OIDC username storage and mapping to login username

Hi I’m trying to use an OIDC connector to manage users connecting to teleport. I’ve worked through configuring the connector and after some false starts have it connecting and creating a user inside teleport.

The user it creates has an email username someuser@example.com and there is a username of ‘someuser’ in traits of the user record. However when I try to login to a server it send the email as the username and naturally fails. The role I’m using has ‘{{external.username}}’ as the allowed logins so I’d have expected it to use ‘someuser’ not ‘someuser@example.com’

kind: role
metadata:
id: 1564159390179270517
name: somerole
spec:
allow:
logins:
- ‘{{external.username}}’

I’ve looked through the code and it does seem that using the email as the ‘username’ is intentional https://github.com/gravitational/teleport/blob/master/lib/auth/oidc.go#L400.

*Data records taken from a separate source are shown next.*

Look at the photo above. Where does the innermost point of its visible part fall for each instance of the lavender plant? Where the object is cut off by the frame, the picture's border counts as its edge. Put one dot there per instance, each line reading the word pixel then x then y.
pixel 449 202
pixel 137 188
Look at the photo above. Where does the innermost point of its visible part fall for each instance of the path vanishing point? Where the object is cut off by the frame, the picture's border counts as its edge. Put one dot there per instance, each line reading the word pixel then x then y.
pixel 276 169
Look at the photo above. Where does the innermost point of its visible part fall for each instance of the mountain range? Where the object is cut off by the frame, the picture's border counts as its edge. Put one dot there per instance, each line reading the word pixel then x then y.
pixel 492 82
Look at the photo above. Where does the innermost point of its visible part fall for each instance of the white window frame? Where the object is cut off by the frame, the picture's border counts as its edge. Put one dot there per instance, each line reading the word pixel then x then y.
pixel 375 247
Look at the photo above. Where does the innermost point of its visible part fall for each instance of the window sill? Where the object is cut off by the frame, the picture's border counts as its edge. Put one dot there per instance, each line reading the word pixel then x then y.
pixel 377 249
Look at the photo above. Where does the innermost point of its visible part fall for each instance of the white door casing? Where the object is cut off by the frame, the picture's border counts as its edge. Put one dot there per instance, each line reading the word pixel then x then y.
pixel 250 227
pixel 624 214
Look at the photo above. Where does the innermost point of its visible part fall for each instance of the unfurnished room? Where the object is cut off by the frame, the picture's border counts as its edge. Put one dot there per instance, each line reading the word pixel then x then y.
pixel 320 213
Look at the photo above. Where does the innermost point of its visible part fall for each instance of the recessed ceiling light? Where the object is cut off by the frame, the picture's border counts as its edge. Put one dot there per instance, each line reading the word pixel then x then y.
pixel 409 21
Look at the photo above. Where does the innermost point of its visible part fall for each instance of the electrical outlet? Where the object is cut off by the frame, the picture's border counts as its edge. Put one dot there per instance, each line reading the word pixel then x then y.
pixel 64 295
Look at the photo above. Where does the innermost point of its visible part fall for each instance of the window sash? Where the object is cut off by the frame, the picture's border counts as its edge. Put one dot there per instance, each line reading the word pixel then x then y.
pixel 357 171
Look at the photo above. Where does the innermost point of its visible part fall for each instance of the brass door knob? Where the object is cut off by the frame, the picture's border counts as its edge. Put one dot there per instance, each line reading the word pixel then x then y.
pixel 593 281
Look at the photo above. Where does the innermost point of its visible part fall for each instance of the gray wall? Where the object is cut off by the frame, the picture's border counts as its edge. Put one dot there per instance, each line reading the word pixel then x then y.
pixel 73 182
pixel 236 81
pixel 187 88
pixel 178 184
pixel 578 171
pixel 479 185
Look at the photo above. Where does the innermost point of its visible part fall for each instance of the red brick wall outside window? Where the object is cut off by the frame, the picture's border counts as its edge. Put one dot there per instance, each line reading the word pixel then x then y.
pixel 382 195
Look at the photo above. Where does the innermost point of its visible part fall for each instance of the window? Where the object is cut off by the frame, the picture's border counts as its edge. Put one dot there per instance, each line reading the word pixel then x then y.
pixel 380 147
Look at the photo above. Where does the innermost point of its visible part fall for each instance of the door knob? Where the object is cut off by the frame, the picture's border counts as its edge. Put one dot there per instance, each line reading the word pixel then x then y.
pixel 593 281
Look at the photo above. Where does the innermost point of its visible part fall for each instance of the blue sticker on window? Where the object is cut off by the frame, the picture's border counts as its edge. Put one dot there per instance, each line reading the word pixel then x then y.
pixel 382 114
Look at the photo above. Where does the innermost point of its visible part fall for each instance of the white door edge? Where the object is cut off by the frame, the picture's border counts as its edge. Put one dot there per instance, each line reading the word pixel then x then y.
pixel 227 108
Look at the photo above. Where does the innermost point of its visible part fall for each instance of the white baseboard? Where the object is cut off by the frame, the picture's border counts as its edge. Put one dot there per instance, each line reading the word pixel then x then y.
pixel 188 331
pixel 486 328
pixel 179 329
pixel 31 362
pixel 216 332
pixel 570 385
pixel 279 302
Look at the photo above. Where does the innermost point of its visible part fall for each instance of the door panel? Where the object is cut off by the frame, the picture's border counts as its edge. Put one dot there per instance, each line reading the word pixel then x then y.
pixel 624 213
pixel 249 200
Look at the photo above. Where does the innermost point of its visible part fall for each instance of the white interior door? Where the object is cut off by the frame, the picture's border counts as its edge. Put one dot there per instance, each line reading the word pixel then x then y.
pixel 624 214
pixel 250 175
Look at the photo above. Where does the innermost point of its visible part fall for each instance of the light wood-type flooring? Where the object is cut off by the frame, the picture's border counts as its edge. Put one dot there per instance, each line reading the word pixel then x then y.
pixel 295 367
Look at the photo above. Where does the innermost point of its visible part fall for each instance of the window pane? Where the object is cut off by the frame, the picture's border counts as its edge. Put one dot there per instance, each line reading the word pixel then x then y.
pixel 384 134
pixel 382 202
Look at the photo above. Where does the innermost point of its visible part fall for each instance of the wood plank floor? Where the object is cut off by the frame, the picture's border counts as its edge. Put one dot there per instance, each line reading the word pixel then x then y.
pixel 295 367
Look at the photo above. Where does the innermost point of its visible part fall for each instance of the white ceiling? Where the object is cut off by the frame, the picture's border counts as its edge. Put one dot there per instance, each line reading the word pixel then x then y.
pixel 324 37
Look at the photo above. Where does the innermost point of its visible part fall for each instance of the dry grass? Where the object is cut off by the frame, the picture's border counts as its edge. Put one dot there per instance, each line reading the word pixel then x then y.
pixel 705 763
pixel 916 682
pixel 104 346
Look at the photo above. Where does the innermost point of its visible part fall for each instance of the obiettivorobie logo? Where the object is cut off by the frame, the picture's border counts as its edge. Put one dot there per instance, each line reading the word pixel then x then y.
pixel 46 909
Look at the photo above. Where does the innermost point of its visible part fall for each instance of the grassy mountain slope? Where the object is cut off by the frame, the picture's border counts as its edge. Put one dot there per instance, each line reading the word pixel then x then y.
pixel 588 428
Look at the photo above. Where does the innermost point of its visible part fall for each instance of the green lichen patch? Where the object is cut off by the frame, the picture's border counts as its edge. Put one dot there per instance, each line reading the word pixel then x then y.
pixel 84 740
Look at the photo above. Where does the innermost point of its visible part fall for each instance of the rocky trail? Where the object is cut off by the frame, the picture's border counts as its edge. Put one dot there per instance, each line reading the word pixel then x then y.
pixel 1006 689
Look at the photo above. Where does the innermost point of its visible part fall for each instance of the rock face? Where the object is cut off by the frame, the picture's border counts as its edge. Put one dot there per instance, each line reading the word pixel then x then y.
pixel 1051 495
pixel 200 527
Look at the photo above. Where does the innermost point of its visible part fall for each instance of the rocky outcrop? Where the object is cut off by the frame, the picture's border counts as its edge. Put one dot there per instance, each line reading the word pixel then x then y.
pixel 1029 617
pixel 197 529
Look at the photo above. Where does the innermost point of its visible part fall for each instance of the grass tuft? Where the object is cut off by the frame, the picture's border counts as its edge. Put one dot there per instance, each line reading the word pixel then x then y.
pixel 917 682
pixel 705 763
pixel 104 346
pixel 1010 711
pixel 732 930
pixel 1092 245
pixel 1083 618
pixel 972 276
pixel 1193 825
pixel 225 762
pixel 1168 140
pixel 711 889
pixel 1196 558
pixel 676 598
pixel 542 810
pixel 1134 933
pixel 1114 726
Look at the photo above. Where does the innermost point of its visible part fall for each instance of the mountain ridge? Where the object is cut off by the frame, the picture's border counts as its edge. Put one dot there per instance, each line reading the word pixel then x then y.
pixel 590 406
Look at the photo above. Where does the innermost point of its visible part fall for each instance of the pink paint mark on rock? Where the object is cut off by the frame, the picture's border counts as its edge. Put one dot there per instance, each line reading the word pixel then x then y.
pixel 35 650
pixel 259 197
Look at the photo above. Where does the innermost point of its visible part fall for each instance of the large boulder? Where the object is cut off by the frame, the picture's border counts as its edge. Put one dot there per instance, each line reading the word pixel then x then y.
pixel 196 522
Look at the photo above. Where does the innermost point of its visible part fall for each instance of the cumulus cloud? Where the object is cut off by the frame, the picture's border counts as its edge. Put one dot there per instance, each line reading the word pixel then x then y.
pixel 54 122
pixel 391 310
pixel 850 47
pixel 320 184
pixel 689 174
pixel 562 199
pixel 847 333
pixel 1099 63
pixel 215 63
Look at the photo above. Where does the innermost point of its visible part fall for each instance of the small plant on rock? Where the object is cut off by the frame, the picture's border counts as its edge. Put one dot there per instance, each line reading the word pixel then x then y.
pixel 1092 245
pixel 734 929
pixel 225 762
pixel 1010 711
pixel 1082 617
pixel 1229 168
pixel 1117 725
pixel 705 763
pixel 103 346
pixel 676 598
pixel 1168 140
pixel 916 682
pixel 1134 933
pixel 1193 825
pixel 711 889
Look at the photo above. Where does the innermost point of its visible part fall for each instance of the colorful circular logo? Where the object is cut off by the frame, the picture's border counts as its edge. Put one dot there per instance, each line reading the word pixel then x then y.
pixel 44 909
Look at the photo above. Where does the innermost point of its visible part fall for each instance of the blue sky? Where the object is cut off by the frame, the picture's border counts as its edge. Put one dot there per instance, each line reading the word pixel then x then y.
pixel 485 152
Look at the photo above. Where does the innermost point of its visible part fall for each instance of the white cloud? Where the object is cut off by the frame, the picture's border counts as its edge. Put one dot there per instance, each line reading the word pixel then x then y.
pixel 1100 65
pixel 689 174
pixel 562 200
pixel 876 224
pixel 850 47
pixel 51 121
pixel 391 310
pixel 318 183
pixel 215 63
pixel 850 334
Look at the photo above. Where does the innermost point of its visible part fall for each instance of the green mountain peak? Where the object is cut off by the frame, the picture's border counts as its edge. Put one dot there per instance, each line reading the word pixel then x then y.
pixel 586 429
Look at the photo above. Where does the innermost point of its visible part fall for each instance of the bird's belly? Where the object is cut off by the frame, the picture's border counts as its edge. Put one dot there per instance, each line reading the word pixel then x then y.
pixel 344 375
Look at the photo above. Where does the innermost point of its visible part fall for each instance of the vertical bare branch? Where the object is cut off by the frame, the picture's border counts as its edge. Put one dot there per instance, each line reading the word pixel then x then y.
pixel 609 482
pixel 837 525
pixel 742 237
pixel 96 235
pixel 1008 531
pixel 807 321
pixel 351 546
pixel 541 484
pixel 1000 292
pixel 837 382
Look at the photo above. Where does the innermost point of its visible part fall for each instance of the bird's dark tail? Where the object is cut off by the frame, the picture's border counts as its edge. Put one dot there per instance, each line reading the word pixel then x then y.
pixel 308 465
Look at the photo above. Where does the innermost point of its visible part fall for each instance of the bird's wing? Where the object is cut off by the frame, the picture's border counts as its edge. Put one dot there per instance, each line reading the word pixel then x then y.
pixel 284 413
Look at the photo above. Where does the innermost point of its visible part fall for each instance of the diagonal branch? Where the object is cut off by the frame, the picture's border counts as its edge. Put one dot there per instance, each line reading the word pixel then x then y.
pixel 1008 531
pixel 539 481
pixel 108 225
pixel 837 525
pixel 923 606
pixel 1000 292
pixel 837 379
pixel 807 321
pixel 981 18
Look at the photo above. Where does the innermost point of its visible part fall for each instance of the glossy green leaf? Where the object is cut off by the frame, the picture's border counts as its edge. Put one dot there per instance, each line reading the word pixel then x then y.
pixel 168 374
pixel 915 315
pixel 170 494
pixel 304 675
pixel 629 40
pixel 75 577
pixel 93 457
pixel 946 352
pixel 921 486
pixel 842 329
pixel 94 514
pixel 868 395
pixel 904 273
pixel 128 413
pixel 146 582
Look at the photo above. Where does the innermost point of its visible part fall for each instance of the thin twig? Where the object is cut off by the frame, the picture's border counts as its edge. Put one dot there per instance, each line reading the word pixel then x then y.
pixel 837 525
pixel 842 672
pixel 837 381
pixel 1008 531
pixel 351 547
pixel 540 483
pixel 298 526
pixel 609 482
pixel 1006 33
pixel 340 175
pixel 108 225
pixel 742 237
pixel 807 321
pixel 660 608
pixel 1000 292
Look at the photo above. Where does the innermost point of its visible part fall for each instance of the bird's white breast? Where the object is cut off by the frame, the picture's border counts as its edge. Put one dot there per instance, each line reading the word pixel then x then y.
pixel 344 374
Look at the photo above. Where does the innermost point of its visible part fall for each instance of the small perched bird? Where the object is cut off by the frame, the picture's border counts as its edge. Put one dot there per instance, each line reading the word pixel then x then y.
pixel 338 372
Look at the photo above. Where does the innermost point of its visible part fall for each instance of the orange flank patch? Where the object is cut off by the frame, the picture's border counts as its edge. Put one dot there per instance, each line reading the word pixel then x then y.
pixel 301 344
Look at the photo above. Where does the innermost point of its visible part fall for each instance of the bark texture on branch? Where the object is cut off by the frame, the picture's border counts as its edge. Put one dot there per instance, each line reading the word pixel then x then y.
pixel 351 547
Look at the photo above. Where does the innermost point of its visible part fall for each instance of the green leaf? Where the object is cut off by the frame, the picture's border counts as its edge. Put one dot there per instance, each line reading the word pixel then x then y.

What should I do here to select the correct trait and avoid it sending the email in an ssh request. Is there some other logins templating I can use in my role?

thanks!

Steve

I looked into this issue. When I tried, it looks like actually a value for username does get passed through and should be usable.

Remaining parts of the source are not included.